Il paradiso è generalmente localizzato in una regione lontana e indefinita, rigorosamente separata dal mondo dei mortali e raggiungibile solo correndo rischi terribili. Assai sovente esso si trova ai confini della terra, in genere a occidente (così nel buddhismo cinese e giapponese); spesso è al di là dei mari, nelle Isole dei beati, l'accesso alle quali secondo la religione assiro-babilonese è riservato ad alcuni privilegiati, e che si trovano anche nella religione greca e nella romana. Sede del paradiso è anche spesso il mondo sotterraneo, ore è pure la dimora dei malvagi: così i Campi elisî della mitologia classica. Infine, il paradiso è talvolta localizzato nel cielo, come nel mazdeismo e nella maggior parte delle sette filosofico-religiose, spiritualistiche, dell'antichità classica. Ma è un abusare del termine il parlare a tale proposito di un paradiso celeste.
Come dimostra l'etimologia, infatti, paradiso designa un luogo concreto, con caratteri materiali e sensibili: per lo più è un giardino o un prato, dove, in un'eterna primavera, la natura prodiga i suoi doni: fonti, fiori e frutti, dolci zefiri e canti di uccelli (cfr. p. es. Odissea, IV, 365 seg.). Di tali raffigurazioni-poetiche si sono compiaciute la fantasia dei Celti e, anche con maggior precisione, la letteratura vedica. Le delizie del paradiso hanno infatti, in queste religioni, un carattere tutto sensibile, se non proprio sensuale: sono, ingranditi ed eterni, i piaceri cercati sulla terra. Pertanto, in ciascuna nozione del paradiso si riflettono i caratteri della civiltà da cui è sorta; e per i primitivi dell'Australia la gioia paradisiaca consiste nel possedere capanne più vaste e comode, terreni più ricchi di caccia, al sicuro da malattie e da pericoli. Virgilio immagina i beati (Eneide, VI) dediti ai piaceri della musica, del canto e della palestra; nel Walhalla germanico, i guerrieri lottano e banchettano in compagnia di Odino.
L'accesso al paradiso è concepito dapprima come un privilegio dei personaggi di stirpe divina (Odissea, loc. cit.) o di una classe dirigente, come presso i Germani, per i quali tuttavia dev'essere meritato con una morte eroica; ed essendo il coraggio fisico la virtù principale, appare qui il concetto di una retribuzione. Così il paradiso è presto concepito come una ricompensa, accessibile a tutti i giusti, attraverso determinate prove e, in particolare, un giudizio. E dal canto loro anche le delizie del paradiso assumono un carattere sempre più spirituale, finché la nozione stessa del paradiso si risolve in quella di beatitudine (mazdeismo, neoplatonismo e neopitagorismo).

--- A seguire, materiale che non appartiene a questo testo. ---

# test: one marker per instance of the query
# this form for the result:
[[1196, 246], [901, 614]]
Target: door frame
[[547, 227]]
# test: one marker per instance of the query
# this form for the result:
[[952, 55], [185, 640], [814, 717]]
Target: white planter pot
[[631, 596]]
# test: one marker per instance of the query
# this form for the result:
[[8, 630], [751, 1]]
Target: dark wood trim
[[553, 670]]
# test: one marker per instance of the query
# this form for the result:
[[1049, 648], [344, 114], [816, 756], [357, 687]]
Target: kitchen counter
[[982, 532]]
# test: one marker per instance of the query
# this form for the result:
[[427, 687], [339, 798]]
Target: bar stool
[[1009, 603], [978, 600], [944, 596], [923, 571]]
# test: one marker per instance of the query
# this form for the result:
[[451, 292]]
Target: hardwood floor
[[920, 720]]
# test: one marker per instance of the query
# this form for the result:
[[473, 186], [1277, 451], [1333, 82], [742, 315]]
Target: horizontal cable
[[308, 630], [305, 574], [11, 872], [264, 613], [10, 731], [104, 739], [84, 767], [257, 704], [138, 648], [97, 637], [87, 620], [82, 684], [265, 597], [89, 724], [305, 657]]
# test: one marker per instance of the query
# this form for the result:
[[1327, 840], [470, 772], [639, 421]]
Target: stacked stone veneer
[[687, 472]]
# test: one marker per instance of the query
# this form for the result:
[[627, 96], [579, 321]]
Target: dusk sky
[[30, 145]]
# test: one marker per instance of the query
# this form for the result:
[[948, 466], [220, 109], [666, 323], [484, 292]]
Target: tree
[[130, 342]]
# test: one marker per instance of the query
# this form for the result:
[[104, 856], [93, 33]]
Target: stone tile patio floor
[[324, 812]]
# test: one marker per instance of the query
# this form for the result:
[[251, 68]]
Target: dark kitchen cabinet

Bibl.: A. Bertholet, Die Gefilde der Seligen, Tubinga 1903; E. Rohde, Psyche, trad. ital., Bari 1928; C. Pascal, Le credenze d'oltretomba nelle opere letterarie dell'antichità classica, 2ª ed., Torino 1923, voll. 2; N. Söderblom, La vie future d'après le mazdéisme, Parigi 1901; Hastings, Encyclopaedia of Religion and Ethics I, Edimburgo 1908, II, p. 680 segg.; XI, p. 833 segg.